Our Saturday ended with a trip in a cab to a delicatessen in South Kensington where we purchased goodies for dinner and for the next day, when Jane and her mother and brothers were coming to tea.

9
Liz and Jane

T
HE NEXT DAY
being Sunday, we all had a leisurely breakfast together, consisting of eggs from the Woolworth frying pan, and toast made under the broiler, one piece lifted by fork every three minutes. I piled the chipped mismatched dishes and glasses in the dish drainer to dry cloudily, and thought about my old electric dishwasher at home. For years I had complained about machine civilization and life in the wasteland of materialism: now I felt a subtle change taking place in me. Henry James was being replaced by Buckminster Fuller.

I shoved twelve or thirteen of Mrs. Stackpole's blanket and linen layers into place on our oversized bed and got dressed shortly before the doorbell rang. Descending, I found the eight-by-ten-foot sitting room bulging with people in t-shirts and blue jeans.

Jane was there with her friend Tom and several of her brothers, all with long bangs or fringes, and her mother Liz, a rather paunchy lady with orange hair and fingernails, who was wearing a green silk print blouse, a tight red wool skirt, and blue high-heeled shoes. After effusive greetings, we went down to the kitchen where we ate little sandwiches I had prepared, and drank tea. Mrs. Stackpole, incredibly, had left only a small teapot, and Jordan had had to buy a larger one. Jane stopped me when I was about to put the leftovers into the refrigerator.
“Silly old cow,” she said to me affectionately. Liz wrapped them all carefully in aluminum foil, put them into two large tin cookie boxes and put the boxes in a drawer in the dresser. I had noticed this aversion to the refrigerator in Mrs. Grail, who unfailingly placed milk and butter on the hutch shelves and asked me whether I wanted to put unopened cans of soup in
there,
pointing with distaste to the refrigerator. This distrust of refrigeration probably explained the rich aroma of sour milk I had frequently encountered. Anyway, after Liz had disposed of the little sandwiches, we decided to walk to Hyde Park, because it was a lovely sunny day.

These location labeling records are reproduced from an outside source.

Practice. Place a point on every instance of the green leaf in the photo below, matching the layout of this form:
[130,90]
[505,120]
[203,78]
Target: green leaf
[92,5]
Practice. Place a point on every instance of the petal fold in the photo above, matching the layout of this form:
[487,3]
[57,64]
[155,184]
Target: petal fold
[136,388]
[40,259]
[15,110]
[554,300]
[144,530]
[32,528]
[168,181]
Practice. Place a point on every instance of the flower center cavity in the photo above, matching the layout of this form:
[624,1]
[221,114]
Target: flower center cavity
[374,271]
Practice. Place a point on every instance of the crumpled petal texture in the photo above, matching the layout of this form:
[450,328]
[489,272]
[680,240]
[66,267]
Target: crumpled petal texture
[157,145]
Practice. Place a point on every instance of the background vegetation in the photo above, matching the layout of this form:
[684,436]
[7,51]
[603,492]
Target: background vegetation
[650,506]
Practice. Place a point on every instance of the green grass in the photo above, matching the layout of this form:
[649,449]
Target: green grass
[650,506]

Liz and I sat primly on a bench while Jordan and the young things leapt gaily over the grass. Jane at one point dashed for a ball and fell heavily to the ground, where she remained, rubbing her leg.

“Oh, dear,” I said, “she's hurt herself.”

“Yes,” Liz said. “She does try to do too much.”

Jane continued to sit rubbing her leg, while Jordan and Tom hung over her, looking concerned.

“We can't all be athletes,” I said.

“Everybody loves Jane,” Liz said, responding instantly to something in my tone. “Everybody that knows her is just wild about her.”

“Eric loves her,” I said, after a moment.

“Everybody does,” Liz said firmly. “And Jane expects that. She expects that everyone will love her.”

I began to feel that I had failed Jane.

“She and Jordan are very close,” Liz said. “She wants to take care of Jordan.” An icy wind blew across the grassy plain of the park. I was wearing a coat over my sweater, but my ears began
to tingle, and I noticed that Liz's lips matched her shoes. “Shall we take a walk?” I asked. “It's getting chilly.”

“It does get cold sometimes in the summer,” Liz said defensively.

We began to stroll slowly toward the sidewalk, or pavement.

“Jordan is so brave,” Liz said, “and so likeable. Coming all the way over here alone, to start a business the way he did.”